Content Creators, Youtubers, Streamers, Bloggers and XR influencers come in many forms, but their importance to the industry and ecosystem cannot be overstated. From the comedic approach of YouTubers such as “Up Is Not Jump” to the more informative takes from YouTube duo “Cas and Chary” all the way through to the business-focused podcasts of award-winning director “Alex Makes VR”, each influencer brings something to the industry, delivered in their own unique style.

 

Most video-format influencers started in VR the way we all did, positioning sensors, dealing with tracking issues or trying not to trip over wires; but as VR tech has progressed and advanced, so have they.
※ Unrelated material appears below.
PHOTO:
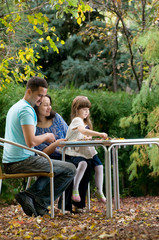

These days’ creators are producing their content with standalone headsets, such as the recently launched Oculus Quest 2, or utilising green screen mixed reality approaches to enable their viewers to feel more immersed in the worlds they are exploring.

 

These modern day methods of content creation show the accessibility and wonder that VR has to offer, exposing their audiences to new tech and helping break the industry into the mainstream.

 

Alex of “Alex makes VR” set out her stall in a different part of the industry, using her skills and experience to offer tangible guidance to start-ups and entrepreneurs, bringing new blood into the eco-system and as a result helping to fuel innovation.

 

XR influencers have had a huge role in the growth of the industry, but what can the industry do to help them on their mission to bring XR to the masses? And what innovative features can developers provide influencers to help them grab the attention of their viewers? It would appear that no one is currently doing more to support than Oculus, who has been providing early access to hardware and experiences, but what can smaller development teams do to help?

 

Speaking with Cas of “Cas and Chary” there are ways for smaller organisations to provide support. Cas explained during a recent interview the pitfalls and challenges of capturing VR content, the most significant of which being the need for the creator to keep their head still as much as possible, to ensure the content being recorded is clear for their audience. However, if developers made a conscious effort to keep creators in mind whilst developing, these pitfalls could be a thing of the past.

 

Recently, here at Blackwall Labs, we have undergone early development on a new title Dead Quiet. Realising the importance and symbiotic relationship between developers and influencers, we wanted to build a suite of features to not only help influencers capture footage but also give them new ways of interacting with their audience.

 

In Dead Quiet (coming 2021) we have implemented camera stabilisation techniques to give creators more freedom when recording content. Alongside tools to make their lives easier, we also wanted to give their viewers new ways of interacting with the videogame, even if they don’t own a VR set up themselves. In Dead Quiet viewers and spectators will have access to information that the player doesn’t, allowing them to help or sabotage, adding a new level of engagement and audience participation.